I talk more about managing interruptions in a previous post.

Working in Pomodoros all-day

People often ask me, “do you work in Pomodoros all day?”. That’d be great, but unlikely. I have different meetings at different times of the day on different days of the week.

I normally look at the schedule for the current day and find the blocks of time where I can work in Pomodoros. Any available half-hour is a Pomodoro where I can do productive work. If I can only do one Pomodoro in a given time window, I’ll use that for tasks that would comfortably fit in (a 1-Pomodoro task, as opposed to 3). Maybe processing emails, for example. If I have a larger window, say two hours, than I plan on 4 pomodoros, which is a nice time for focused, deep-thinking work.

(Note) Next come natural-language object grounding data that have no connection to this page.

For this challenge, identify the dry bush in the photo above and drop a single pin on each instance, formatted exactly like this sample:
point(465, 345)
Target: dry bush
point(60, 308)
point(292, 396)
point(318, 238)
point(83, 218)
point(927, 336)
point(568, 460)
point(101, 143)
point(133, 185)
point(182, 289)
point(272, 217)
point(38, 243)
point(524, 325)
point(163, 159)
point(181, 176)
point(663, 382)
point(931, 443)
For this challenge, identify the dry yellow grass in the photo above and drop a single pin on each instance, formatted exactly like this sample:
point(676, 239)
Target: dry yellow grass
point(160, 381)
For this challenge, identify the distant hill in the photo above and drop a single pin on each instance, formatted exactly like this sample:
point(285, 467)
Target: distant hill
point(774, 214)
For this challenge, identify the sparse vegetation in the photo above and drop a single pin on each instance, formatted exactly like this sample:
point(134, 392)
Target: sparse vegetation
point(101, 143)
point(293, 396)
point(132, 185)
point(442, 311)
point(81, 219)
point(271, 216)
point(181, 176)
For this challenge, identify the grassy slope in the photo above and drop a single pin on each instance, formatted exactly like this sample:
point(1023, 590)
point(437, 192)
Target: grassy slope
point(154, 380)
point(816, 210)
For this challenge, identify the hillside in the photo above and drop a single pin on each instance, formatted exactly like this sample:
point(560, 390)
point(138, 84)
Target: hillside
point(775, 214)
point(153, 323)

If you do something like that, consider blocking those times in your calendar so people won’t reel you into unplanned meetings (just add something to your calendar such as “Pomodoro slot”, “Focused tasks”, or something like that). Over time, people will learn to respect that. Of course, let people know it’s ok to interrupt you during that time if there’s a real urgent matter that needs your attention.

Do you mute the ticking sound of the timer?

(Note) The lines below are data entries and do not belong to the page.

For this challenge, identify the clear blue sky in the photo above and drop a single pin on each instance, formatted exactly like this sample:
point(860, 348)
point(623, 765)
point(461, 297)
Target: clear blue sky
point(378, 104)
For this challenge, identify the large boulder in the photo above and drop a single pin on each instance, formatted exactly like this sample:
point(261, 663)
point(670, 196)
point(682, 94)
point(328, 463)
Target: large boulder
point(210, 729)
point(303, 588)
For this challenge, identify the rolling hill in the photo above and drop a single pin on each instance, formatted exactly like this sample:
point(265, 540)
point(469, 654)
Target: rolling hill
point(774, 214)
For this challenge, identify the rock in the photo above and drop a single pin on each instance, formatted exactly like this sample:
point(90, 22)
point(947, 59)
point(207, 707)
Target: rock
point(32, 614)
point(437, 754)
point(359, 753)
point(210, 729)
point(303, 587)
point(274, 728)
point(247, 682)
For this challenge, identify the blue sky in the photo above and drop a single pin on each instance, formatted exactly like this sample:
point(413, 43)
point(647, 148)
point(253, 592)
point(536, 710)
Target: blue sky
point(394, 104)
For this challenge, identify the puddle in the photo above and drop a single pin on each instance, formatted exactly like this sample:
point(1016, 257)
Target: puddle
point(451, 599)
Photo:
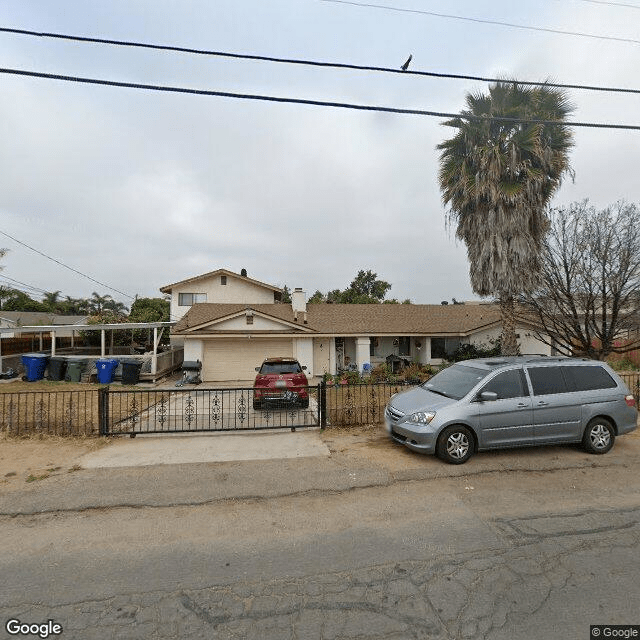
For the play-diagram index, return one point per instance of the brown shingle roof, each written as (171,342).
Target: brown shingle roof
(361,319)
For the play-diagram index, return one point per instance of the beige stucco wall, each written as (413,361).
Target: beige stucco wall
(303,351)
(237,290)
(240,323)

The ticking sound of timers drives some people nuts! If I’m deep in thought, that sound actually helps me stay in the zone. Some people also say the sound helps to stay focused (“the clock is ticking… I need to get this done!”).

I also like being able to see the timer. Let’s say I’ve planned to work on a task for 1 Pomodoro. I’m 20 minutes in and I think I’m done with my task. I look at the timer and see there are 5 minutes left. Instead of either “calling it a Pomodoro” or jumping to the next thing, I use that time to review what I’ve done. At times, it works like my “mini-retro” within a task. Maybe I can identify some quick code cleanup opportunities. Maybe I can identify things that could have been done better, but that can’t be done in 5 minutes, so I just take good notes about it, with enough context, so that should I have the time to come back and address it, I can quickly get my mind and thought process back and get it done.

Do you use an app for that?

Yes, I do. I have considered getting an actual Pomodoro kitchen timer, but I’m sure co-workers wouldn’t like having the tic-tac in the office. So I use either an app or a website such as this one.